Want to fix all this?

Make one simple change to capitalism: put in. A constitutional hard cap on personal wealth. Anything income or gift or whatever over 1 million goes 100% to taxes

Nobody has some inherent right to be rich or powerful. Nobody got extremely rich by themselves or through hard work, it's just sheer fucking luck and standing on the backs of others

Nobody should have to be poor either

So without changing and overhauling the entire world, just set a hard cap on personal wealth.

May e also company sizes. Any networth over 1 billion? 100% to tax. Companies shouldn't be able to have over, say 1000 employees either.

I don't want a trillion dollar company with 200.000 employees. Give me 10.000 companies worth 100 million dollar companies that each employ a hundred or so workers.

Two simple rules that would change the world. Nobody would be sicher more powerful than anyone else.

All it requires is that everyone in the world says ENOUGH. Enough with the abuses from the rich and powerful

[–] Alaknar@sopuli.xyz 5 points 3 months ago (9 children)

Alright, let's run a quick model.

Let's say the upper cap is $1000k.

You are a CEO and you get a salary of, say, $10k, plus 1000 shares, each worth $1. So, in total, that year your worth is $120k + $1000 = $121k.

Now, you're incredibly successful as a CEO, you make your shareholders drool for your company's shares. Which makes their price skyrocket. Each share is now worth $1000! Such success!

But wait! No! Catastrophe!

Your worth has just gone up to $120k + $1000k! The share's value on their own hits the upper limit of wealth!

They're not your money, mind you, you can't do anything with them unless you cash them in, sell them.

So, you have two choices - you stop getting any salary and have $0 for spending (hopefully the office cafeteria is well stocked!), or you sell some shares, give the money to charity, and pray the stock price doesn't go up.
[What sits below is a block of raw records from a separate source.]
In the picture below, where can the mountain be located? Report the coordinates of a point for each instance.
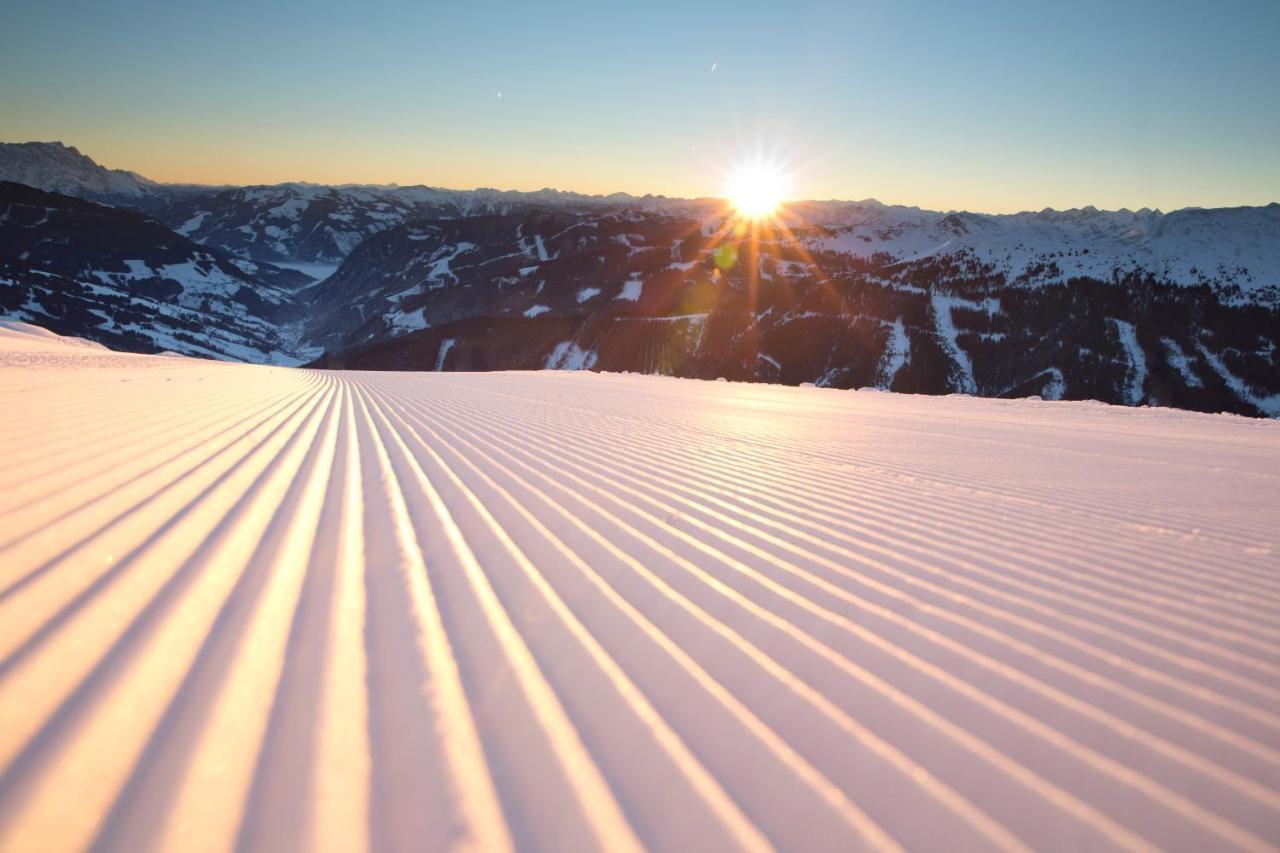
(314, 223)
(60, 168)
(1179, 309)
(124, 279)
(1073, 305)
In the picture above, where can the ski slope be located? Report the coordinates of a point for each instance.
(278, 609)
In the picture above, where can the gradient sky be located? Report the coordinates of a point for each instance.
(993, 106)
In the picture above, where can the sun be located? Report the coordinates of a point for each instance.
(757, 188)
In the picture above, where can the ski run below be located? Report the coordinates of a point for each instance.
(274, 609)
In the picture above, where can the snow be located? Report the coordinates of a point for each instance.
(315, 269)
(1267, 404)
(1137, 359)
(1180, 363)
(1189, 246)
(961, 378)
(897, 355)
(192, 224)
(406, 322)
(631, 291)
(570, 356)
(446, 345)
(274, 609)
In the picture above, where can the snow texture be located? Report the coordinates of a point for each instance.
(272, 609)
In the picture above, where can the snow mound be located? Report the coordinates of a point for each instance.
(277, 609)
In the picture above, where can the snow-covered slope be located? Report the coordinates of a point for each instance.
(122, 278)
(60, 168)
(319, 223)
(1221, 247)
(275, 609)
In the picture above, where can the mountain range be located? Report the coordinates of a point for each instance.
(1179, 309)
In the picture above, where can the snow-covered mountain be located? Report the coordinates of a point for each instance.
(60, 168)
(831, 304)
(120, 278)
(314, 223)
(275, 610)
(1176, 309)
(1226, 247)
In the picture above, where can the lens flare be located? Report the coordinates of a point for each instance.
(757, 188)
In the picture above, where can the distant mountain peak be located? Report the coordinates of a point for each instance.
(56, 167)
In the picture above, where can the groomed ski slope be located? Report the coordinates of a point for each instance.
(283, 609)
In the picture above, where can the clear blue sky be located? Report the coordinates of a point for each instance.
(984, 105)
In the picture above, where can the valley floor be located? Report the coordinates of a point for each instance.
(284, 609)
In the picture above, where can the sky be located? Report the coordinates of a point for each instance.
(992, 106)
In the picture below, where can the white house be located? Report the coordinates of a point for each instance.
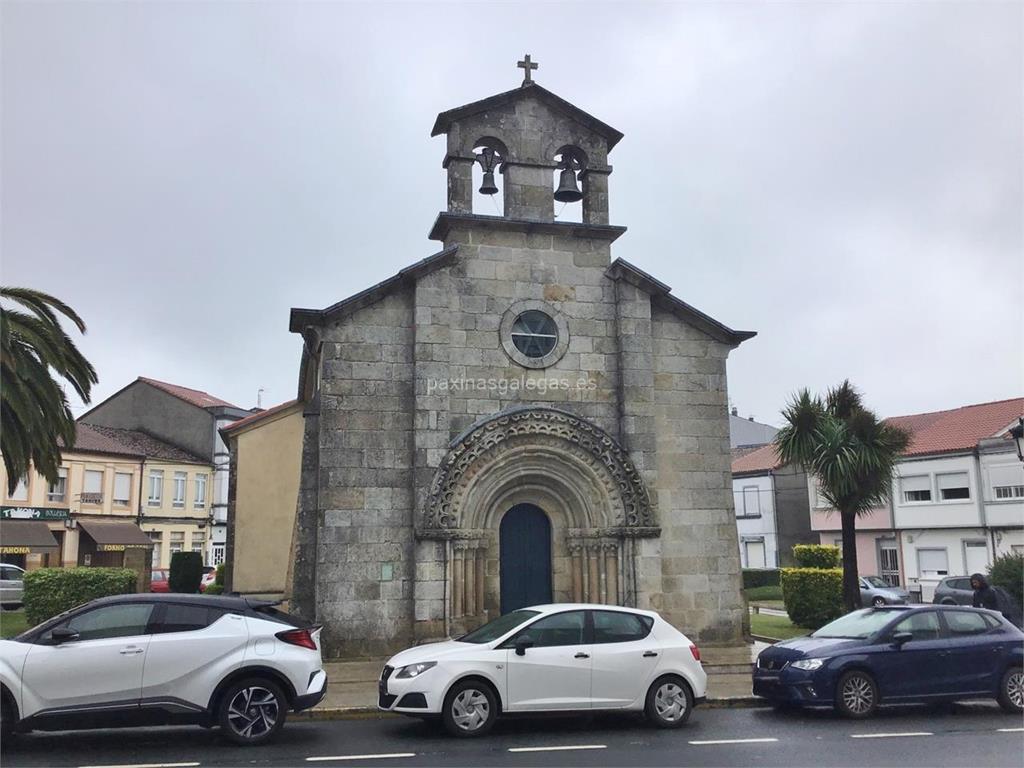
(958, 496)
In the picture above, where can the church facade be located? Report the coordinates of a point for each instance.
(517, 419)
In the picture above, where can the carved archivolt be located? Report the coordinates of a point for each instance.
(587, 449)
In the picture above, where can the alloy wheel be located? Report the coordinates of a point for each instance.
(1015, 688)
(253, 712)
(858, 694)
(670, 701)
(470, 710)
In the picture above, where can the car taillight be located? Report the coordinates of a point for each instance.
(302, 638)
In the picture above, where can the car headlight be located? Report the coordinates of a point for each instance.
(415, 670)
(808, 664)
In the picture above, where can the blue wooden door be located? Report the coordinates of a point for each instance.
(525, 553)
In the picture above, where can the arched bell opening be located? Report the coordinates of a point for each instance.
(488, 186)
(570, 162)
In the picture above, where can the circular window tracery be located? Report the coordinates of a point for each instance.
(534, 334)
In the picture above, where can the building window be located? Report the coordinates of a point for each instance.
(157, 537)
(200, 491)
(752, 502)
(122, 488)
(156, 487)
(92, 488)
(916, 488)
(953, 485)
(1009, 492)
(755, 551)
(58, 491)
(179, 489)
(20, 493)
(177, 541)
(933, 563)
(535, 334)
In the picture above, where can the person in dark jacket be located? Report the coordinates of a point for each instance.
(984, 595)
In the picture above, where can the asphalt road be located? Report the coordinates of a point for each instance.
(966, 736)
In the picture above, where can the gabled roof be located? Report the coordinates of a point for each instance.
(960, 428)
(660, 294)
(93, 438)
(257, 417)
(444, 120)
(759, 461)
(301, 318)
(195, 396)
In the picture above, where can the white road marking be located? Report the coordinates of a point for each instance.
(391, 756)
(557, 749)
(891, 735)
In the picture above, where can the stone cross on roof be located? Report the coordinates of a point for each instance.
(527, 66)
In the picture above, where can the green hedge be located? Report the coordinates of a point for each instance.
(816, 556)
(186, 572)
(812, 596)
(1008, 571)
(52, 591)
(760, 578)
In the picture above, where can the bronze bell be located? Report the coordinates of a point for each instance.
(488, 186)
(567, 190)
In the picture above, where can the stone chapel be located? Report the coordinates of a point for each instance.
(517, 419)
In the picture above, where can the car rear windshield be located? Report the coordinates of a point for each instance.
(857, 626)
(270, 613)
(501, 626)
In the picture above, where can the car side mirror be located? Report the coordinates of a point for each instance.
(61, 635)
(901, 637)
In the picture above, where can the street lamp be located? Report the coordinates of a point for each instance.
(1017, 432)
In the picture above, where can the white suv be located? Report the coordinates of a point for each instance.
(155, 659)
(549, 658)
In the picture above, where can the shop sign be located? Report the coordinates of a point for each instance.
(34, 513)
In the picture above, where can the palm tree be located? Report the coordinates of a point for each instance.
(35, 417)
(852, 456)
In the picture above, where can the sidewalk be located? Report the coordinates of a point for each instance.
(352, 685)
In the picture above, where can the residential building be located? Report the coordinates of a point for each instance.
(957, 500)
(265, 452)
(190, 420)
(772, 513)
(747, 432)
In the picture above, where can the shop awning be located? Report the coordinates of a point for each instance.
(115, 537)
(23, 537)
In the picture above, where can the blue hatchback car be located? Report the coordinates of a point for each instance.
(897, 654)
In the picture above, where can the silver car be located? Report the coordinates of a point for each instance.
(873, 591)
(10, 586)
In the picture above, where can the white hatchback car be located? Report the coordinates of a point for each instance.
(567, 657)
(163, 658)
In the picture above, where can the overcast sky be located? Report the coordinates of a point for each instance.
(845, 179)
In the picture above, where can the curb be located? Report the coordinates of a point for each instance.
(372, 713)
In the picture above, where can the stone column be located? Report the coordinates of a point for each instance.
(593, 560)
(576, 550)
(611, 572)
(469, 561)
(480, 565)
(458, 582)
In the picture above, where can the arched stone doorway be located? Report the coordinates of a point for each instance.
(524, 562)
(591, 494)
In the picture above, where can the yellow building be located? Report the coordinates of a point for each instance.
(91, 515)
(265, 455)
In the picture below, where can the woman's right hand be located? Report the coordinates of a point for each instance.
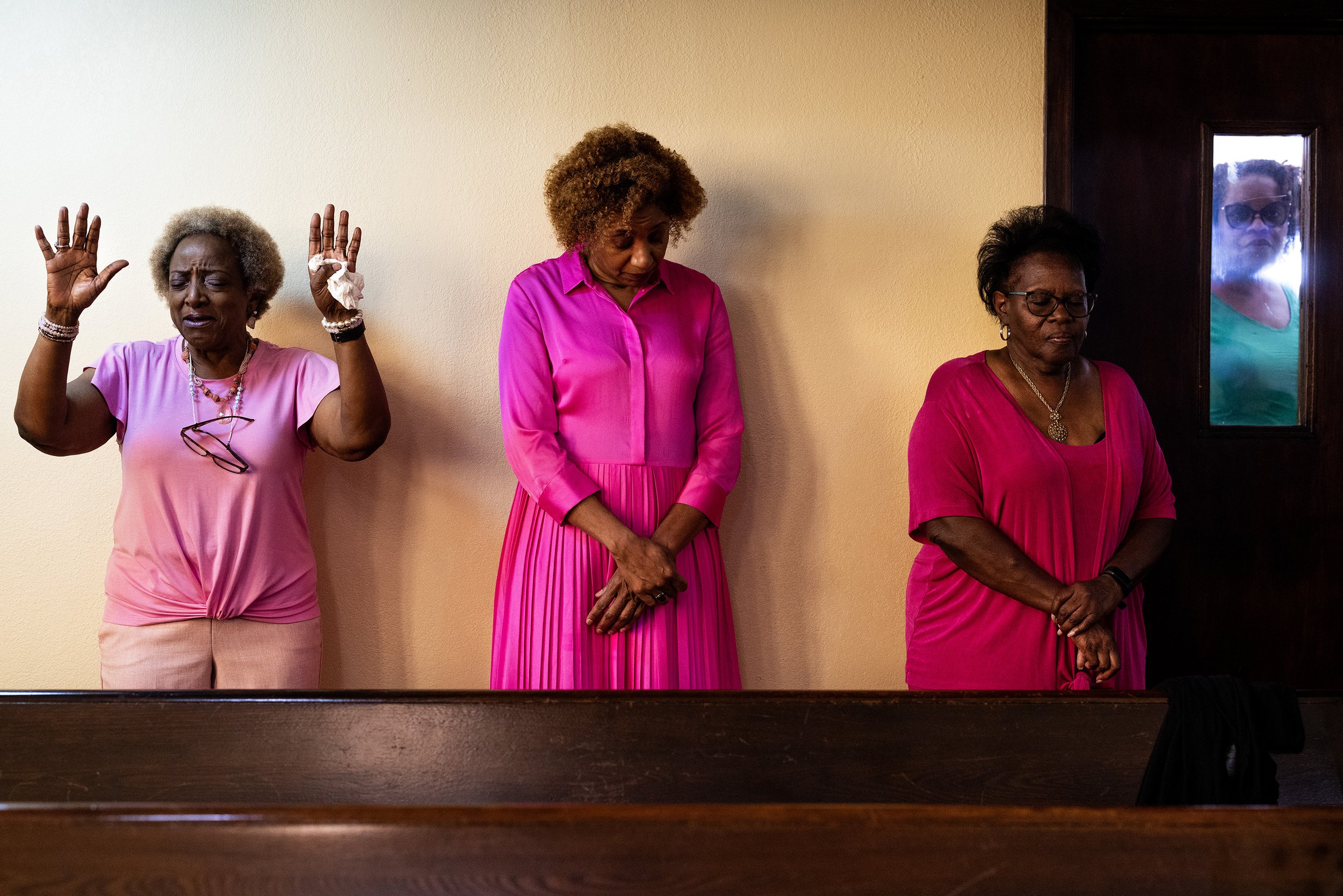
(73, 277)
(1096, 652)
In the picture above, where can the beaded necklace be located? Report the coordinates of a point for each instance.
(195, 383)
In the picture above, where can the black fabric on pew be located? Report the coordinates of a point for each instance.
(1215, 743)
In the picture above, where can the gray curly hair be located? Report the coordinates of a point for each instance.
(258, 256)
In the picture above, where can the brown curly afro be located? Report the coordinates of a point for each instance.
(611, 174)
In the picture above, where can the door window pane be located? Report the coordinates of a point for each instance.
(1255, 335)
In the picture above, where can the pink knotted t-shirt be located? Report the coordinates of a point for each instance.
(191, 539)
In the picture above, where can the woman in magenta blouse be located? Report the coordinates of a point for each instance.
(211, 581)
(624, 425)
(1036, 486)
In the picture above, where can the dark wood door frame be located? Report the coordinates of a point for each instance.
(1134, 90)
(1065, 19)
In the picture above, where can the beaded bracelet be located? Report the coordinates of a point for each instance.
(350, 335)
(57, 332)
(340, 327)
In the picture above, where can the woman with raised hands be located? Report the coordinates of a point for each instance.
(211, 581)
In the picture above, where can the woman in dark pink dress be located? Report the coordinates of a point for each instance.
(618, 391)
(1036, 486)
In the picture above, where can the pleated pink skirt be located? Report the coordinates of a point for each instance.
(550, 574)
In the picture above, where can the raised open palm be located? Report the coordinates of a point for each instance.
(73, 276)
(327, 241)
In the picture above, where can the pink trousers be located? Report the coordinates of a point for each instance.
(198, 655)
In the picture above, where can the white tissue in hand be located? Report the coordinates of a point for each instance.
(344, 285)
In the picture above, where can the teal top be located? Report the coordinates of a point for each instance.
(1253, 367)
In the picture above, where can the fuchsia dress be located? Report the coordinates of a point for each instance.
(642, 409)
(973, 452)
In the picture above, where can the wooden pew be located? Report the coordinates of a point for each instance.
(934, 851)
(479, 749)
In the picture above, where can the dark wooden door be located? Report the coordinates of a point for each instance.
(1252, 585)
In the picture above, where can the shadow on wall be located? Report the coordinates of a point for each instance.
(769, 529)
(362, 521)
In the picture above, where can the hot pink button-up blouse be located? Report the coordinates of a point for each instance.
(582, 380)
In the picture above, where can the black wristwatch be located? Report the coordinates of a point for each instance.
(1124, 583)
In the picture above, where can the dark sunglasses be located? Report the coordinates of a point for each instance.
(1041, 302)
(1241, 215)
(208, 445)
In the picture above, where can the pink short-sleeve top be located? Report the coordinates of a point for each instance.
(974, 453)
(191, 539)
(584, 382)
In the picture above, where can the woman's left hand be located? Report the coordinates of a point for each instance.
(1081, 605)
(327, 241)
(617, 606)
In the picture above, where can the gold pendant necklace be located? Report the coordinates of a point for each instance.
(1057, 430)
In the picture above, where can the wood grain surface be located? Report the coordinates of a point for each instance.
(488, 749)
(943, 851)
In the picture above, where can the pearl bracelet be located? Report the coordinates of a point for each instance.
(57, 332)
(340, 327)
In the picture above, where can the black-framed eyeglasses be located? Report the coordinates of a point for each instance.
(1241, 215)
(206, 444)
(1041, 302)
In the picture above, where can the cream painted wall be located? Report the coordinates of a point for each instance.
(853, 155)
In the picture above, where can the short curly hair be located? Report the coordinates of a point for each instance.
(1035, 229)
(258, 256)
(1288, 179)
(611, 174)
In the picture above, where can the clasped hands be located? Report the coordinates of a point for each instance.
(645, 570)
(1083, 612)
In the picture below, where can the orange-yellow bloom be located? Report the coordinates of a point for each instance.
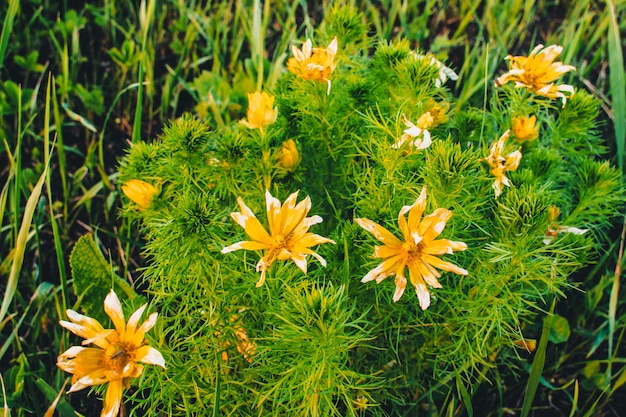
(313, 63)
(538, 71)
(115, 354)
(437, 112)
(261, 110)
(289, 157)
(140, 192)
(418, 250)
(500, 164)
(525, 128)
(288, 238)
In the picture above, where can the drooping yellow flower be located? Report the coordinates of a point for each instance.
(525, 128)
(313, 63)
(418, 250)
(288, 238)
(289, 157)
(261, 111)
(500, 164)
(115, 354)
(538, 71)
(417, 135)
(140, 192)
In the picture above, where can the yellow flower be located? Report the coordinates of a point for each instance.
(289, 156)
(437, 112)
(417, 131)
(525, 128)
(538, 71)
(418, 250)
(313, 63)
(500, 164)
(140, 192)
(288, 238)
(261, 110)
(114, 355)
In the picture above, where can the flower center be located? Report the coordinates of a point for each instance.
(413, 251)
(117, 356)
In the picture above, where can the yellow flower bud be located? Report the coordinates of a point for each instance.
(140, 192)
(525, 128)
(425, 121)
(261, 110)
(289, 156)
(437, 111)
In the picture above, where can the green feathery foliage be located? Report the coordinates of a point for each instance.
(324, 344)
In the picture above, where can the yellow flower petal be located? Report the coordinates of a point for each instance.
(538, 71)
(416, 252)
(288, 238)
(114, 358)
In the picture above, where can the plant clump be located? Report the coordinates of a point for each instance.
(314, 340)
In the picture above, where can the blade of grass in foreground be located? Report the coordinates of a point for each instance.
(538, 362)
(22, 238)
(53, 220)
(617, 84)
(7, 27)
(614, 298)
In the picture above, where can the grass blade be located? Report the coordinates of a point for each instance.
(538, 362)
(22, 238)
(7, 27)
(617, 84)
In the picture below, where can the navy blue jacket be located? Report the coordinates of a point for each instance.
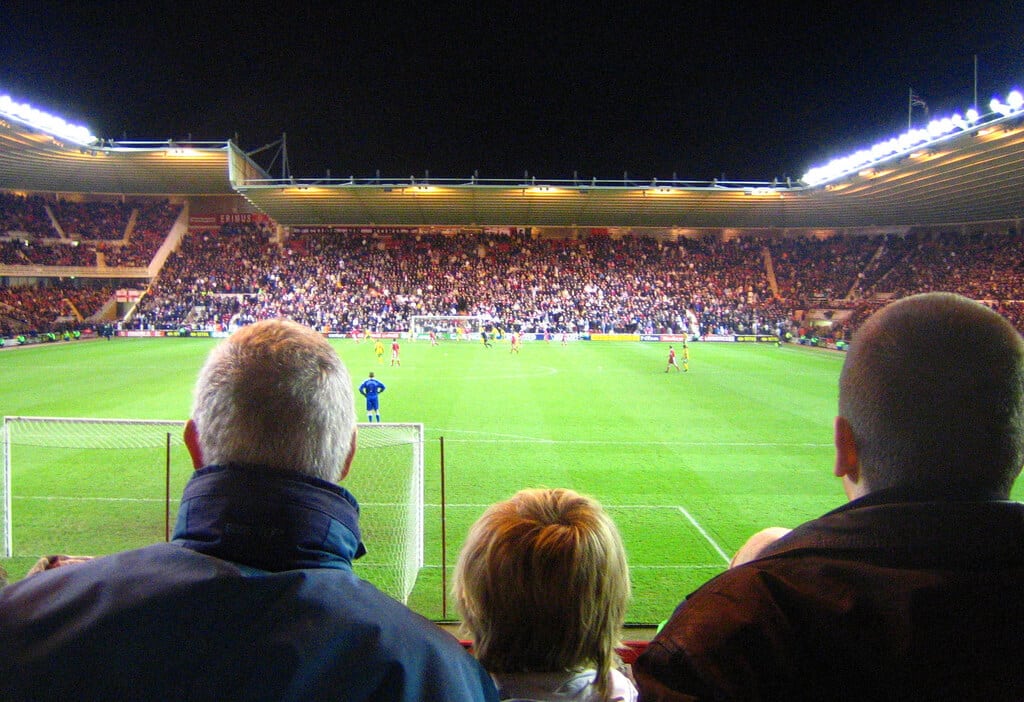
(254, 600)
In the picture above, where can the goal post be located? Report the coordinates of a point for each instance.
(94, 486)
(449, 326)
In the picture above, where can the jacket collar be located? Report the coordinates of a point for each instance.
(268, 519)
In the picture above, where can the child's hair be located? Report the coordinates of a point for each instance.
(542, 584)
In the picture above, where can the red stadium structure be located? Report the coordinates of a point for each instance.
(958, 177)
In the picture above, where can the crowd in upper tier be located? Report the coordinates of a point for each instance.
(380, 280)
(45, 232)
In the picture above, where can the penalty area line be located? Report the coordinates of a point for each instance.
(704, 533)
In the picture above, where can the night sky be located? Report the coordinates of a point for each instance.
(744, 90)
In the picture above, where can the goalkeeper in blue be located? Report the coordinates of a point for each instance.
(371, 389)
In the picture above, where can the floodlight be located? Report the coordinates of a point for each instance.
(45, 122)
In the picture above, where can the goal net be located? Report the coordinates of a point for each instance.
(446, 326)
(89, 486)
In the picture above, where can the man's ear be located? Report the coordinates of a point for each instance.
(192, 443)
(348, 461)
(848, 459)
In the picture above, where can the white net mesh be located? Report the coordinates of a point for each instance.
(95, 486)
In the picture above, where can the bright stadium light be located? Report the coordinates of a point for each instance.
(45, 122)
(910, 140)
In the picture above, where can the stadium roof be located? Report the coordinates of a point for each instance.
(969, 176)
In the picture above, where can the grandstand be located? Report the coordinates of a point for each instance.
(85, 217)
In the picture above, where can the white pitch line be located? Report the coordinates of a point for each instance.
(82, 498)
(699, 528)
(731, 444)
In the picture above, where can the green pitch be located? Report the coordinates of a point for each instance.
(688, 465)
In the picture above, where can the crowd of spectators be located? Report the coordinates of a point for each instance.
(27, 310)
(380, 279)
(596, 283)
(29, 234)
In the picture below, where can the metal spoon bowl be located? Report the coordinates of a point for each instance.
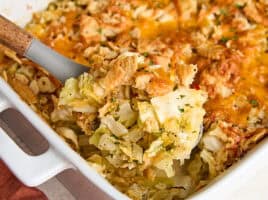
(26, 45)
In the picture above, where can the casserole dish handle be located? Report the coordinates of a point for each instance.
(31, 170)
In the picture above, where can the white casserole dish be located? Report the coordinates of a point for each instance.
(34, 170)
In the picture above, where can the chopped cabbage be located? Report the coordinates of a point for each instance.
(147, 117)
(116, 128)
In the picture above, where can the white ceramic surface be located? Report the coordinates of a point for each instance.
(237, 183)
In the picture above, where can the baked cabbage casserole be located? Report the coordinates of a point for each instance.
(175, 93)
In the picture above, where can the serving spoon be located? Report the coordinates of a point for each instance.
(24, 44)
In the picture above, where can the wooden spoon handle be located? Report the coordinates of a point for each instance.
(14, 37)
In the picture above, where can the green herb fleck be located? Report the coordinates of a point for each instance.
(162, 130)
(223, 12)
(254, 103)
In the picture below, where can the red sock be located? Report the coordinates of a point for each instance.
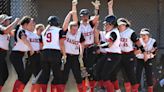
(116, 85)
(80, 88)
(35, 88)
(84, 86)
(92, 85)
(53, 88)
(16, 85)
(21, 87)
(44, 87)
(60, 88)
(1, 88)
(109, 86)
(127, 86)
(100, 83)
(150, 89)
(135, 88)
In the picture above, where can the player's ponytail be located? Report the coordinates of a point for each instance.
(15, 32)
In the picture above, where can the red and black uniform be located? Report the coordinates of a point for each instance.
(127, 64)
(110, 60)
(147, 65)
(72, 46)
(17, 57)
(50, 58)
(4, 41)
And if it does, you have to sell again, lose the money, and... oh, but now you no longer hold a controlling interest in your own company - some three dudes who work together bought up the shares, spread them around evenly (so neither of them goes above the $1000k), and they effectively control your own company, telling you what to do with it.

Companies shouldn’t be able to have over, say 1000 employees either.

So, instead of having some large companies, you end up with chains of "totally not the same" companies that just work together. "Oh, we've outsourced our HR to company X, which is Totally Not The Same as our company, they just don't work with anybody else and we have full data transparency with them."

[–] matlag@sh.itjust.works 5 points 3 months ago (2 children)

I am pretty sure than between the current model that is slowly but inexorably going towards: "2 kinds of people in the world: trillionaires and people depending on trillionaire's charity to survive", and the model decribed above, we can find a middle ground.

Not so long ago, the ratio between CEOs pay and median worker pay was 20. Today it's 280. There were successful and motivated CEO at the time.

The US had a period during which the highest tax bracket was 90%. There were CEO, there were rich folks and there were entrepreneurs.

Enough with all the "impossible". The current situation is the anomaly. The current situation is the not sustainable approach. It's not just the US, neo-liberalism has spread over the decades with the very very very exact same results absolutely everywhere it was tried:

-impoverished population overall -reduction of services to the population -increased public deficit -ultra-rich getting immensely richer

Either we keep saying "it's complicated" and keep course. Its end is already known: a collapse of the economy on itself: there is not enough people left making a decent enough living to buy what is produced, and everything belong to the ultra-rich.
Or we change course. It's almost a matter of survival for the poor.

[–] Alaknar@sopuli.xyz 3 points 3 months ago

I agree! I'm only saying that often the "simple solutions" aren't really solutions when you stop for a moment to really think about the consequences.

[–] balderdash9@lemmy.zip 2 points 3 months ago

Feudalism was tenable for centuries--until it wasn't. Just because capitalism pulled off a balancing act of sorts doesn't mean we can turn back time.